Top Related Projects
The official Python library for the OpenAI API
🤗 Transformers: the model-definition framework for state-of-the-art machine learning models in text, vision, audio, and multimodal models, for both inference and training.
Tensors and Dynamic neural networks in Python with strong GPU acceleration
An Open Source Machine Learning Framework for Everyone
AI orchestration framework to build customizable, production-ready LLM applications. Connect components (models, vector DBs, file converters) to pipelines or agents that can interact with your data. With advanced retrieval methods, it's best suited for building RAG, question answering, semantic search or conversational agent chatbots.
Free and Open Source, Distributed, RESTful Search Engine
Quick Overview
Jina is an open-source neural search framework for building cross-modal and multi-modal applications powered by deep learning. It allows developers to build scalable and cloud-native neural search solutions that can handle various data types, including text, images, video, and audio.
Pros
- Supports multi-modal and cross-modal search capabilities
- Highly scalable and cloud-native architecture
- Provides a rich ecosystem of pre-built executors and integrations
- Easy to use with a pythonic API and comprehensive documentation
Cons
- Steep learning curve for beginners in neural search
- Limited community support compared to more established search frameworks
- May be overkill for simple search use cases
- Requires significant computational resources for large-scale deployments
Code Examples
- Creating a simple text search flow:
from jina import Flow, Document
f = Flow().add(uses='jinahub://SimpleIndexer')
with f:
f.post('/index', Document(text='Hello, World!'))
response = f.post('/search', Document(text='Hello'))
print(response[0].matches[0].text)
- Building an image search pipeline:
from jina import Flow, Document
f = (
Flow()
.add(uses='jinahub://CLIPImageEncoder')
.add(uses='jinahub://SimpleIndexer')
)
with f:
f.index(Document(uri='path/to/image.jpg'))
response = f.search(Document(uri='path/to/query_image.jpg'))
print(response[0].matches[0].uri)
- Creating a multi-modal search flow:
from jina import Flow, Document
f = (
Flow()
.add(uses='jinahub://CLIPTextEncoder', name='text_encoder')
.add(uses='jinahub://CLIPImageEncoder', name='image_encoder')
.add(uses='jinahub://SimpleIndexer')
)
with f:
f.index([
Document(text='A cute cat'),
Document(uri='path/to/cat_image.jpg')
])
response = f.search(Document(text='Find me a cat picture'))
print(response[0].matches[0].uri)
Getting Started
To get started with Jina, follow these steps:
- Install Jina:
pip install jina
- Create a new Python file (e.g.,
app.py
) and import Jina:
from jina import Flow, Document
- Define a simple flow and run a search:
f = Flow().add(uses='jinahub://SimpleIndexer')
with f:
f.post('/index', Document(text='Hello, Jina!'))
response = f.post('/search', Document(text='Hello'))

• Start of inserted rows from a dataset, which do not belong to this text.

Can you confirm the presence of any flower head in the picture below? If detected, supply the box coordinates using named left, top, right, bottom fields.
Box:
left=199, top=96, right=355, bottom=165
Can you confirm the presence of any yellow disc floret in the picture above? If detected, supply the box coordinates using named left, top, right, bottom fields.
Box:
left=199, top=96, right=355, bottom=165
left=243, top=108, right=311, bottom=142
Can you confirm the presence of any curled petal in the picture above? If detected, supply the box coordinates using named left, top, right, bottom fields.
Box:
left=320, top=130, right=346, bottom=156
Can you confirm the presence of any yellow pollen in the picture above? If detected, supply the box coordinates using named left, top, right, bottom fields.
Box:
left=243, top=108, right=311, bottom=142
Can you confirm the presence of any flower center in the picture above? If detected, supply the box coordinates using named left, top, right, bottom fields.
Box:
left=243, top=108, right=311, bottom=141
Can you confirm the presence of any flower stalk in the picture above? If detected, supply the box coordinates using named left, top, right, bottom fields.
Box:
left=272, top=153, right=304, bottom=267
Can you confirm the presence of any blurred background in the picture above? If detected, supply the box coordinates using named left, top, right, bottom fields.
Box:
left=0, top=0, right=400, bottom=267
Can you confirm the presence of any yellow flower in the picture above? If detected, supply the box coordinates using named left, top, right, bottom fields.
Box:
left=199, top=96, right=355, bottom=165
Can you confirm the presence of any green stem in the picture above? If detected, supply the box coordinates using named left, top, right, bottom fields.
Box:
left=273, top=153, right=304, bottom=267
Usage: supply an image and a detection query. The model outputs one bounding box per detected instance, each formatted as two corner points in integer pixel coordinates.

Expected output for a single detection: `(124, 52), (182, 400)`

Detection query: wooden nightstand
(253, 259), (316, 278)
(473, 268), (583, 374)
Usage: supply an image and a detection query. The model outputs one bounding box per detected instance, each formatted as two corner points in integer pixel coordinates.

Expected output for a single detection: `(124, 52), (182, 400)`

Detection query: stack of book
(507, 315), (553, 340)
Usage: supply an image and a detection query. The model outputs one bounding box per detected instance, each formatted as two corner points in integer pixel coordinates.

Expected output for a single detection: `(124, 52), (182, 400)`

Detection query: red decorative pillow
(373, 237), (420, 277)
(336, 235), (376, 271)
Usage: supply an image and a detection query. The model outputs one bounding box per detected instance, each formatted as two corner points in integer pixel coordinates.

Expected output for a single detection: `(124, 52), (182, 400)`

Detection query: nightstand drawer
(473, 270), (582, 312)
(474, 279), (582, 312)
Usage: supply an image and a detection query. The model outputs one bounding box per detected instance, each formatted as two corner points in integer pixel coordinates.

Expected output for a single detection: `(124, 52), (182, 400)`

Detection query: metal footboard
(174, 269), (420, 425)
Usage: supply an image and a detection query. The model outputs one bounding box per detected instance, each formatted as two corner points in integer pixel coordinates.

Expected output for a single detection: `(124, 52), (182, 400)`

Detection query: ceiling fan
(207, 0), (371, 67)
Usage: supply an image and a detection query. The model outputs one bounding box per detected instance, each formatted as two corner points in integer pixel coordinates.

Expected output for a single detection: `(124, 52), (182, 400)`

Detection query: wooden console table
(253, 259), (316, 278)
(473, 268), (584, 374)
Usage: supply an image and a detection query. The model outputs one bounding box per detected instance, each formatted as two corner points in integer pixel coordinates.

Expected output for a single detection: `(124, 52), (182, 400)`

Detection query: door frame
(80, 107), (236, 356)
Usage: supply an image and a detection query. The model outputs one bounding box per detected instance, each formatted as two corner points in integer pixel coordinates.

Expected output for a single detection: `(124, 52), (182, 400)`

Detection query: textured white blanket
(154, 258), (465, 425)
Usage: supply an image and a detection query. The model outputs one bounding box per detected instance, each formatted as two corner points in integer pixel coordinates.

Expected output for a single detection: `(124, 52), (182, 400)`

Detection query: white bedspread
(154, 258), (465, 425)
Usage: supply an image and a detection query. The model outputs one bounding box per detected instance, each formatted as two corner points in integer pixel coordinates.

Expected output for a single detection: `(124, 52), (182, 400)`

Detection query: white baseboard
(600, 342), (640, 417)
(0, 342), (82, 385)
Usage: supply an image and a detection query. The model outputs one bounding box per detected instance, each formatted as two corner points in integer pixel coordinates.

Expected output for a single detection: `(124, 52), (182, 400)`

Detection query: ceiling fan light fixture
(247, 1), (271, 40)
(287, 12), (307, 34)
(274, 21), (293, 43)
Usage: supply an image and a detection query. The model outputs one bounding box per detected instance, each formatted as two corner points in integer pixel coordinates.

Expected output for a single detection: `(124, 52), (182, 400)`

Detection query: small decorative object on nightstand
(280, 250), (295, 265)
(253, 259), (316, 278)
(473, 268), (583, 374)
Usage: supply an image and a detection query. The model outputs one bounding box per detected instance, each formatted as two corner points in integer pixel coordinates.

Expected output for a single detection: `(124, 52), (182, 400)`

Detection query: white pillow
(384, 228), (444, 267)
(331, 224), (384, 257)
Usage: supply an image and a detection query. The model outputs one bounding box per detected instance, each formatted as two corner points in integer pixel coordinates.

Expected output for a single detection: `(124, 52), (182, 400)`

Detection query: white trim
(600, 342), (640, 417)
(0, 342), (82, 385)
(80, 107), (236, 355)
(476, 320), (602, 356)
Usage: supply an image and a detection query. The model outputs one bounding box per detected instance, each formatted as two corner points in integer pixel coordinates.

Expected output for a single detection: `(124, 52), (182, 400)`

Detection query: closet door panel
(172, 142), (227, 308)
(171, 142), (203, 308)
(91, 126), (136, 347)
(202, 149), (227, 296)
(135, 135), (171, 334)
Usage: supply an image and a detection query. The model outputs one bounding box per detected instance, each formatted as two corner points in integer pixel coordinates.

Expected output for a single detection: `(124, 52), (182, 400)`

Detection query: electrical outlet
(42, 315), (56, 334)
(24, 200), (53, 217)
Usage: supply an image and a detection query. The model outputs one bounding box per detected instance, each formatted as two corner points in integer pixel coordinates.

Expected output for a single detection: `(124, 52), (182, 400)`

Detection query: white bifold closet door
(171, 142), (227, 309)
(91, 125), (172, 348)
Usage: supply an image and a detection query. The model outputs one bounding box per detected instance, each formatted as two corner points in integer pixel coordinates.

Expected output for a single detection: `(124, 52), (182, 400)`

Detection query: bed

print(response[0].matches[0].text)
- Run the script:
python app.py
For more advanced usage and configurations, refer to the official Jina documentation.
Competitor Comparisons
The official Python library for the OpenAI API
Pros of openai-python
- Focused specifically on OpenAI's API, providing a streamlined interface
- Extensive documentation and examples for various OpenAI services
- Lightweight and easy to integrate into existing projects
Cons of openai-python
- Limited to OpenAI's services, lacking versatility for other AI tasks
- Requires API key and potentially costly usage of OpenAI's resources
- Less flexibility for custom AI model deployment and management
Code Comparison
openai-python:
import openai
openai.api_key = "your-api-key"
response = openai.Completion.create(engine="davinci", prompt="Hello, world!")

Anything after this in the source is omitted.